家族旅行で東京観光に行くから会いたいと言っても、「そっちが行きたいところを回って楽しんだらいいんじゃないの。俺はいいわ」と、はぐらかされてしまう。
冬は毎年スキーに行くからと、正月も実家には寄りつこうとしなかったし、「お盆、年末年始の休暇取得は家族持ちが優先だし、会社の休みを取るには、3カ月前から申請しないといけないので、会えない」とごまかしていた。
それだけ忙しそうにしているのなら、逆にしつこく連絡をするのも悪いと裕子はずっと思っていた。

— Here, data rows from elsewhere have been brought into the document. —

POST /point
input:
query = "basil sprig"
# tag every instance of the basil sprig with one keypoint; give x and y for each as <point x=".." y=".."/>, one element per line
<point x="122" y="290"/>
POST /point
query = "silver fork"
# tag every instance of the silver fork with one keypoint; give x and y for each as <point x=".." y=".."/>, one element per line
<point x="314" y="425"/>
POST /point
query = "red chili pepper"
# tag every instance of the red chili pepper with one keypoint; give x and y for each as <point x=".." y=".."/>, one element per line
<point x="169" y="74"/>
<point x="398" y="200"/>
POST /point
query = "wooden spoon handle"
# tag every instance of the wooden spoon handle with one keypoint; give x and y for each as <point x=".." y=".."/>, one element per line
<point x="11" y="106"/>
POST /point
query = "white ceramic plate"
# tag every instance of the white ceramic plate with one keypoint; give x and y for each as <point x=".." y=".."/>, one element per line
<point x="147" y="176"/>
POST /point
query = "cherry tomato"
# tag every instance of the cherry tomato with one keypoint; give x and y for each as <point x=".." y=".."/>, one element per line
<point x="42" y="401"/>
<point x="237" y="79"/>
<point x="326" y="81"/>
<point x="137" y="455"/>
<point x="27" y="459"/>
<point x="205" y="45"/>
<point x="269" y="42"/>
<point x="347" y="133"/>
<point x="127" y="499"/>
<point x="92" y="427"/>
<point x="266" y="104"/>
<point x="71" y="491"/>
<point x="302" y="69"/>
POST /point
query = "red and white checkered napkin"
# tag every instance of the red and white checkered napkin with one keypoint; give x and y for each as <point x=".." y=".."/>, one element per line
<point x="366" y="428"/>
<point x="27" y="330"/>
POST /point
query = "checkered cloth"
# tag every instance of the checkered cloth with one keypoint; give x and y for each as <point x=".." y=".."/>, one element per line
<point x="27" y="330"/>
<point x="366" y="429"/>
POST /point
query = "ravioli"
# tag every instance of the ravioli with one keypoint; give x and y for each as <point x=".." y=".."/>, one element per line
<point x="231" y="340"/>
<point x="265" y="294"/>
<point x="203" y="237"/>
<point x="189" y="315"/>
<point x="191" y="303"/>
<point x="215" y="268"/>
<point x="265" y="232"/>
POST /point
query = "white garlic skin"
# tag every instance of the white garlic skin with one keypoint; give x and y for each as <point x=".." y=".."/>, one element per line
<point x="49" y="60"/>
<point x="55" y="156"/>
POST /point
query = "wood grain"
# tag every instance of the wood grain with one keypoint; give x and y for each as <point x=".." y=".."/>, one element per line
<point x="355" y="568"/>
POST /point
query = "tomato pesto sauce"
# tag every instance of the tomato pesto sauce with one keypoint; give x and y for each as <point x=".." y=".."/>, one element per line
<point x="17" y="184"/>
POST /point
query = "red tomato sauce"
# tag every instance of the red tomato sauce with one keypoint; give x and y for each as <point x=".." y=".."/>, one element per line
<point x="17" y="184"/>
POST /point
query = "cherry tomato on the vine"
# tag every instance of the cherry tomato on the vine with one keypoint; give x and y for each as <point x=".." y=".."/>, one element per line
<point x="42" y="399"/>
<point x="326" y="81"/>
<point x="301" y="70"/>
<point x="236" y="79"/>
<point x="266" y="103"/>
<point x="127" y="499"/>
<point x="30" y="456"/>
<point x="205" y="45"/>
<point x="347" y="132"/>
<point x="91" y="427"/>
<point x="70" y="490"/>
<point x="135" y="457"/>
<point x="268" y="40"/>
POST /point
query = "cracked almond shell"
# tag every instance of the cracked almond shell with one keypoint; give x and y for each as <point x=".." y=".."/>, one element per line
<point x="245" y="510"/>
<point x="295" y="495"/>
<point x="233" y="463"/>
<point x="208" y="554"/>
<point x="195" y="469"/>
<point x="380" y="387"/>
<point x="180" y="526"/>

しかし、これは、無職であることを取り繕うための大介の嘘だった。
わざと忙しいふりをして会うのを避けていたんだと、裕子は驚きを隠せなかった。
ただ、家族の中で唯一、ずっと慕ってきてくれた裕子にだけは、もう観念する時がきたと感じたのかもしれない。
もっと早く気づいていればよかった――。そうしたら、もっと早く手を差し伸べてあげられたのかもしれないのに。そう思うと、悔しくて仕方なかった。
「私がついていくから、まずは役所関係の手続きから、立て直していこうな」
別れ際に駅の改札で裕子が言うと、「そうやな」と大介は静かに頷いた。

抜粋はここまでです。